Death at the Sign of the Rook by Kate Atkinson
It’s always a joy to read Kate Atkinson’s work. This latest Jackson Brodie adventure struck me as even wiser and more hilarious than the wonderful stories of his previous exploits. Early on, we learn that Jackson, now sixty and a grandfather, has been house-hunting. However, he’s just overcome “several weeks being sensible and mature” and bought a brand-new “rugged, blokey” Land Rover Defender. After all, he reflects, “you could live in a Defender if you had to, “but you couldn’t drive a house.”
Called in after a woman’s death to retrieve a missing painting, Jackson gradually becomes convinced that it was stolen before it was stolen. As he investigates, we learn about the fate of other missing works of art. Jackson is aware that “stolen art functioned as underworld currency, used as collateral by organized crime syndicates, passed around to finance terrorism and drug dealing.”
Such hot properties are often “stored in one of the world’s so-called free ports, in Geneva or Singapore or Luxembourg.” Jackson likens these tax-free havens to “giant upmarket safe-deposit boxes” where nobody asks questions about the contents.
Art is also “kidnapped and held to ransom.” Owners and often insurance companies “quietly paid up in the form of a reward or a finder’s fee via shadowy middlemen who negotiated the painting’s return,” since it’s so much cheaper for an insurance company to “ante up the ‘reward’ money” than…to “pay the millions of their market value.” The thieves win too, as it is “impossible to sell a famous painting on the open market.”
A description of how art can be stolen for ransom also comes up in The Uncommon Appeal of Clouds, by Alexander McCall Smith.
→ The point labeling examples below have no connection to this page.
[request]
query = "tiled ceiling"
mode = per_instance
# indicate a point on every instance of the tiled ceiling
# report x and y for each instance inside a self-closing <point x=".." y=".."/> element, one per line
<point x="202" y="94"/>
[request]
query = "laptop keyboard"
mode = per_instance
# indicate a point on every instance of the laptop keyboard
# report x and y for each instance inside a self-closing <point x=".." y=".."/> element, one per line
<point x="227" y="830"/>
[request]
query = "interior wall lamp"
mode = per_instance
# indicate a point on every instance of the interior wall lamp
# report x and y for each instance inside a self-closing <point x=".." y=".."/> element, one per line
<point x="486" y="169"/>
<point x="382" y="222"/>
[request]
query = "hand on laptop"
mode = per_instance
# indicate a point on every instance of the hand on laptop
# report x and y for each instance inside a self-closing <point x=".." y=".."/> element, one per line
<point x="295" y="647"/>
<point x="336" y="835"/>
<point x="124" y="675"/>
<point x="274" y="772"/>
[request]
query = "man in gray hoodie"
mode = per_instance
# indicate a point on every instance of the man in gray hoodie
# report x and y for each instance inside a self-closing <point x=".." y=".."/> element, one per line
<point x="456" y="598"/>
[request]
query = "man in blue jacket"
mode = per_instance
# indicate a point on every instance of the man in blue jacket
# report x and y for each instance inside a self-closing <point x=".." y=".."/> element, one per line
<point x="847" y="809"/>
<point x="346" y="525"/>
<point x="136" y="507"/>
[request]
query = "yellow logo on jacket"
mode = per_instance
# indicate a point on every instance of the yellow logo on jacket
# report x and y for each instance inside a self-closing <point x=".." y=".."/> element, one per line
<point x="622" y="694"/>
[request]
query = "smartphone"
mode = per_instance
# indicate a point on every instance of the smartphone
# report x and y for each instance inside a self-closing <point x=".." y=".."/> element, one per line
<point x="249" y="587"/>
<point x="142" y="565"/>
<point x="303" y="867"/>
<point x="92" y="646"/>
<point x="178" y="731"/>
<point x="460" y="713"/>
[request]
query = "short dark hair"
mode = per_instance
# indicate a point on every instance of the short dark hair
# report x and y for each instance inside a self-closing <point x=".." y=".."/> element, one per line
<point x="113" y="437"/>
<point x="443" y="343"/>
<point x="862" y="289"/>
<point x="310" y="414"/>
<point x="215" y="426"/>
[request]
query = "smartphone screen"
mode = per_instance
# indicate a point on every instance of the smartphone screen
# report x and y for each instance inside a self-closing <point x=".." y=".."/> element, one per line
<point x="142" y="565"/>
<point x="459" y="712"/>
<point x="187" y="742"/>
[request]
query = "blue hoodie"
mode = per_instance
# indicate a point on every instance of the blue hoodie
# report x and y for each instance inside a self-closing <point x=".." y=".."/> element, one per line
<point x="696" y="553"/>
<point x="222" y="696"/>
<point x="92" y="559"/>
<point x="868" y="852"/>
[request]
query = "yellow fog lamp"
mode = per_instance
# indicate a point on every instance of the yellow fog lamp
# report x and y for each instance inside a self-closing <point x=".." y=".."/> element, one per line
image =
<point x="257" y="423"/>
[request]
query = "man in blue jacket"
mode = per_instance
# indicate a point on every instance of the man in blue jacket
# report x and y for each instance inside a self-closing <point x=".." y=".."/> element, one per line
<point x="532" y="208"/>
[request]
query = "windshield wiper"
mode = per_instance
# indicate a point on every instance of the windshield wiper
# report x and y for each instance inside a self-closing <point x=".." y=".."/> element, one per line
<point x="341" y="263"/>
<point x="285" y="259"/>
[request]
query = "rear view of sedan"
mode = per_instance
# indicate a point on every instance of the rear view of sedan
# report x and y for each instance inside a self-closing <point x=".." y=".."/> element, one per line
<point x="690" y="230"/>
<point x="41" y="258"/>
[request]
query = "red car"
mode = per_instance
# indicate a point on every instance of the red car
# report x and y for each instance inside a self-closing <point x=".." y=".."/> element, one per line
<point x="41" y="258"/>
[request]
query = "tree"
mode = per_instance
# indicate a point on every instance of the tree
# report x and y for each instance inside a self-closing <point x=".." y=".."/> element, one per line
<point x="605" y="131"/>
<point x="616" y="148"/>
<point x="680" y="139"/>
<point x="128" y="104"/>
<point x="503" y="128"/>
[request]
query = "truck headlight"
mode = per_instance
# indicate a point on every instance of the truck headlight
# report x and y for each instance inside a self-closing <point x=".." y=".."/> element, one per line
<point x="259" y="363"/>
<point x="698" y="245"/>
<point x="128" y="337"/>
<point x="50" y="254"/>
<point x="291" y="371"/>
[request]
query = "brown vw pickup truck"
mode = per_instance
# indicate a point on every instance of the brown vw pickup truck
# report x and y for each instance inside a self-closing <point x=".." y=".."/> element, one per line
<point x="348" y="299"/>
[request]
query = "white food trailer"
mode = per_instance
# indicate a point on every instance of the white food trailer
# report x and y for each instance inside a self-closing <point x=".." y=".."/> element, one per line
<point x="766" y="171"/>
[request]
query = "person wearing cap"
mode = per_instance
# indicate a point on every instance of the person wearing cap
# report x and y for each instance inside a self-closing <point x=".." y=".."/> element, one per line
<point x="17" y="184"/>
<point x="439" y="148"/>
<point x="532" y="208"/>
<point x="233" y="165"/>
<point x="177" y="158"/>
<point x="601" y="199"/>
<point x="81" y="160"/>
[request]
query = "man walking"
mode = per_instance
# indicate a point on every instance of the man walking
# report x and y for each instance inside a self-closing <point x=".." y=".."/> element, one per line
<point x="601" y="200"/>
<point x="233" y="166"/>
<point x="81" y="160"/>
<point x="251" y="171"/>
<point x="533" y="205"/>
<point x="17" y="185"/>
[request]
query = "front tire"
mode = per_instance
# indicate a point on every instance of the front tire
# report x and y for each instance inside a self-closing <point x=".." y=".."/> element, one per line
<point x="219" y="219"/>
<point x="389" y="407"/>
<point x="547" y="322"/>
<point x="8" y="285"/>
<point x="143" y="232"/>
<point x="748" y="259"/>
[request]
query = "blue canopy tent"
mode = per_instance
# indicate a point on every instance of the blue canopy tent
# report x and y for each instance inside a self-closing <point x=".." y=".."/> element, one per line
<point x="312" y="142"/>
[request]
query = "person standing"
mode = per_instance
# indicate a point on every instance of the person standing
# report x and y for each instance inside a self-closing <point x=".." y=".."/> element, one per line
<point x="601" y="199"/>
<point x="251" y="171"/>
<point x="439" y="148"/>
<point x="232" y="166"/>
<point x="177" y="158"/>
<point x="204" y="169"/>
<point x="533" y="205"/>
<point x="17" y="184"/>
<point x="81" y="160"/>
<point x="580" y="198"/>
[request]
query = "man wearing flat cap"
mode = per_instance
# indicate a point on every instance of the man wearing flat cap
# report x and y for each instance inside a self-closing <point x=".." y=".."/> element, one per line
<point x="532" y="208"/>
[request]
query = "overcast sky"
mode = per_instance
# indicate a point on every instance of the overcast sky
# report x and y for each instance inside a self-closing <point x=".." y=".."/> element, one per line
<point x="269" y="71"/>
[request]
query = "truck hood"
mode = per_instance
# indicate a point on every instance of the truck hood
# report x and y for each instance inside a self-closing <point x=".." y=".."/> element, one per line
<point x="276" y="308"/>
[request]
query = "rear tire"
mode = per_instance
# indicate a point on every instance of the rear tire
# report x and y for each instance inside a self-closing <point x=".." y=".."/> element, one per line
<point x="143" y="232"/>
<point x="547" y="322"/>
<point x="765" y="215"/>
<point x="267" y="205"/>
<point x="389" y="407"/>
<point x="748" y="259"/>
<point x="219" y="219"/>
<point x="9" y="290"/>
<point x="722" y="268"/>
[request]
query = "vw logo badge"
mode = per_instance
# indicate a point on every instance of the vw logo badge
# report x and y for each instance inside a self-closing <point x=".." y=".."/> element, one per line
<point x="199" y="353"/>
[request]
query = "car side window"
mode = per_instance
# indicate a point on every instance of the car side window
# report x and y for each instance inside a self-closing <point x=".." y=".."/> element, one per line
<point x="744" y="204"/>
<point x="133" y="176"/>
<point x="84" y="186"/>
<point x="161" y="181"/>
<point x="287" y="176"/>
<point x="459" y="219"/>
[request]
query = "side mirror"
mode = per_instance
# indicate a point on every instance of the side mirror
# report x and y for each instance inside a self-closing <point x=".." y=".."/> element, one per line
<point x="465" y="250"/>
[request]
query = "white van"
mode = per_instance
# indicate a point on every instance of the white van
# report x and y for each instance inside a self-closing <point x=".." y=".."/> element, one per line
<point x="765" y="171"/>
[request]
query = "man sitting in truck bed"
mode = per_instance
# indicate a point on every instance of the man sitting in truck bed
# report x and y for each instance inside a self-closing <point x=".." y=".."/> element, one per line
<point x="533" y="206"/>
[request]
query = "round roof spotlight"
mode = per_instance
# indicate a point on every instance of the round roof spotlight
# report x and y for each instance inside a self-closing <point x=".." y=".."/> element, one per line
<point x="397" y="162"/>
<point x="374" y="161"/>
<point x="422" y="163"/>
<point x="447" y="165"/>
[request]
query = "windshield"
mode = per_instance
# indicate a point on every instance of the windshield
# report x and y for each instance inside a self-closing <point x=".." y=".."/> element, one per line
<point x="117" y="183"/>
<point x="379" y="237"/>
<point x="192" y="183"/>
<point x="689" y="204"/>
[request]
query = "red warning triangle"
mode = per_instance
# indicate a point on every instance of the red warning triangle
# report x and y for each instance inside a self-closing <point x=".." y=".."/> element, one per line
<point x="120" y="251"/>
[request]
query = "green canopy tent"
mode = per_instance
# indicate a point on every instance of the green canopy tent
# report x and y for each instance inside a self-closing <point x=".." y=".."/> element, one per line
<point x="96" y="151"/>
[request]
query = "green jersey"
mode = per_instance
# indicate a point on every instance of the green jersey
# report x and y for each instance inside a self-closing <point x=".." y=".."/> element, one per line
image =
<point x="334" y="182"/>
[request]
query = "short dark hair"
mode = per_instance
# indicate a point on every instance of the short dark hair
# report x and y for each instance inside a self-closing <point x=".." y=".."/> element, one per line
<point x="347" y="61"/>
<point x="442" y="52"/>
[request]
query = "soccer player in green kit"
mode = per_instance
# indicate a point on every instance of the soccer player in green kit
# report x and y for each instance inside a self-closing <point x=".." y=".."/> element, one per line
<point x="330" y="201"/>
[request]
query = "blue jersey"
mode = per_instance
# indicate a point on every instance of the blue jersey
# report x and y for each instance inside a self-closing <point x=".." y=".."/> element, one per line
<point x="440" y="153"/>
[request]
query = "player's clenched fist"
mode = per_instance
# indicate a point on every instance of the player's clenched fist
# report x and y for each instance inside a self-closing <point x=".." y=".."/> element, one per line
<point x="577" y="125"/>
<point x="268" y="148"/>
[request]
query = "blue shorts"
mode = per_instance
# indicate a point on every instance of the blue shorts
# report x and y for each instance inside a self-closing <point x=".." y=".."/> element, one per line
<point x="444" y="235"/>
It amazed me then and I still find it astonishing.
But informative (and disillusioning) as such details may be, it is the story that charms most greatly. Atkinson’s casual facility with language is showcased in comedic riffs like this one concerning Ben, the ex-soldier who lost a leg in Afghanistan. When he turns up in the snow-bound house as a guest seeking shelter, there’s a Murder Mystery weekend in play. Lady Milton, herself a hilarious caricature, mistakes him for a new member of staff and charges him with “marshalling the guests and showing them to their rooms.” Finding her a hard woman to reason with, he eventually accepts this task. “So be it. Private Dogsbody had been promoted to Major Domo, or perhaps even to General Factotum.”
Atkinson makes the reflections of the head of the travelling players, Titus North, an occasion to swipe at some of the layered ironies of contemporary culture. Titus (real name Nigel Jubb) "used to have a sideline in corporate bonding weekends,” but “he’d inevitably fallen foul of the woke brigade and ended up being cancelled by a large soft-drinks manufacturer.” This setback has driven him back to the safer territory of “borrowed” Murder Mystery plots “set in some mythical pre-war England…where vicars came to tea and jolly girls played tennis and the hierarchy of the class system [is] firmly in place.” Though they don’t like to admit it, “people hanker for this sort of stuff” and you can “get away with a lot in this fictional England without being blackballed.”
Deftly mixing humour with thoughtfulness and consummate storytelling skill, Kate Atkinson has given us another terrific read.